Jaydev Shah

Personal information
- Full name: Jaydev Niranjan Shah
- Born: 4 May 1983 (age 43) Rajkot, Gujarat, India
- Height: 5 ft 6 in (1.68 m)
- Batting: Left-handed
- Bowling: Right arm offbreak
- Role: Batsman
- Relations: Niranjan Shah (father)

Domestic team information
- 2002/03–2018/19: Saurashtra

Career statistics
| Competition | FC | List A | T20 |
| Matches | 120 | 54 | 33 |
| Runs scored | 5354 | 1118 | 523 |
| Batting average | 29.40 | 21.50 | 16.34 |
| 100s/50s | 10/21 | 2/2 | 0/0 |
| Top score | 217 | 101 | 49 |
| Balls bowled | 1,723 | 347 | 75 |
| Wickets | 10 | 2 | 7 |
| Bowling average | 91.75 | 177.00 | 15.14 |
| 5 wickets in innings | 0 | 0 | 0 |
| 10 wickets in match | 0 | 0 | 0 |
| Best bowling | 2/21 | 1/34 | 2/11 |
| Catches/stumpings | 24/– | 8/– | 11/– |
- Source: ESPNcricinfo, 24 October 2010

= Jaydev Shah =

Indian cricketer (born 1983)

Jaydev Niranjan Shah (born 4 May 1983) is an Indian former cricketer. Jaydev is the son of Niranjan Shah, former cricketer and ex-secretary of the Board of Control for Cricket in India, and represented Saurashtra cricket team in India's domestic circuit. He has the distinction of captaining Saurashtra to victory in the 2007-08 Vijay Hazare Trophy, the team's first ever national-level title. He was recruited by the Rajasthan Royals for the Indian Premier League 2008 edition, but never played, and has also represented Rajasthan Cricket Association President's XI in the past.
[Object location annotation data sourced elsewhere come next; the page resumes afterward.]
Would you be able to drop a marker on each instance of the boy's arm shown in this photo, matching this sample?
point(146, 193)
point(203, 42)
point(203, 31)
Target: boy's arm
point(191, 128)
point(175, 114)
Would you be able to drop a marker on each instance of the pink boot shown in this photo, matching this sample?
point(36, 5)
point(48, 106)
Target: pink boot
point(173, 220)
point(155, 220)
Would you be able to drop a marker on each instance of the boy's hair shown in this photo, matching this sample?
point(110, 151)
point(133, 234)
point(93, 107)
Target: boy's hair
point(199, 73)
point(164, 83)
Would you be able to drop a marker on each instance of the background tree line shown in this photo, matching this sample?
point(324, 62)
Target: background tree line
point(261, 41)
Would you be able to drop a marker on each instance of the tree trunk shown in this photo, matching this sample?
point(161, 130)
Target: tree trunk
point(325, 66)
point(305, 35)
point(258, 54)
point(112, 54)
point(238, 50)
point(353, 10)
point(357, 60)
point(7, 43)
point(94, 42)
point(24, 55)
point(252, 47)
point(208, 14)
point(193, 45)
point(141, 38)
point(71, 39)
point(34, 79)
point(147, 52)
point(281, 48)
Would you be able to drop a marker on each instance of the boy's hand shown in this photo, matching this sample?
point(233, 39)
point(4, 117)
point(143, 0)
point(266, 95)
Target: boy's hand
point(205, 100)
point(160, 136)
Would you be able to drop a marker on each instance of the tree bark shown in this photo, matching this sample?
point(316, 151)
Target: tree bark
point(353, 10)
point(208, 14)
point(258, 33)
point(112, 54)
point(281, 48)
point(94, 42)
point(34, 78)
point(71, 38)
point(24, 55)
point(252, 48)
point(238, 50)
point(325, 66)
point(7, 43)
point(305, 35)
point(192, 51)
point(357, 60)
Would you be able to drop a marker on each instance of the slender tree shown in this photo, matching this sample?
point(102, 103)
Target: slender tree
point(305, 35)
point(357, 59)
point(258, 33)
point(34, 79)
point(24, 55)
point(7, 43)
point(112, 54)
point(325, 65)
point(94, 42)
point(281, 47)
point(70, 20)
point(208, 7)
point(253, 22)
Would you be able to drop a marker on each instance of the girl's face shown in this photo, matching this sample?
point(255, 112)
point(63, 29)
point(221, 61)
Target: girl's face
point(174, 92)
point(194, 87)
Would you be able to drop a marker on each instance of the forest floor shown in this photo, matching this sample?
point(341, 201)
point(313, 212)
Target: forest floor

On 21 October 2016, he became the first captain of Saurashtra to score a double century, when he made 217 runs in their Ranji Trophy match against Maharashtra.

In December 2018, he announced that he would retire from all cricket following the Saurashtra's match against Karnataka in round five of the 2018–19 Ranji Trophy. He made match winning 97 runs in his final professional game against Karnataka.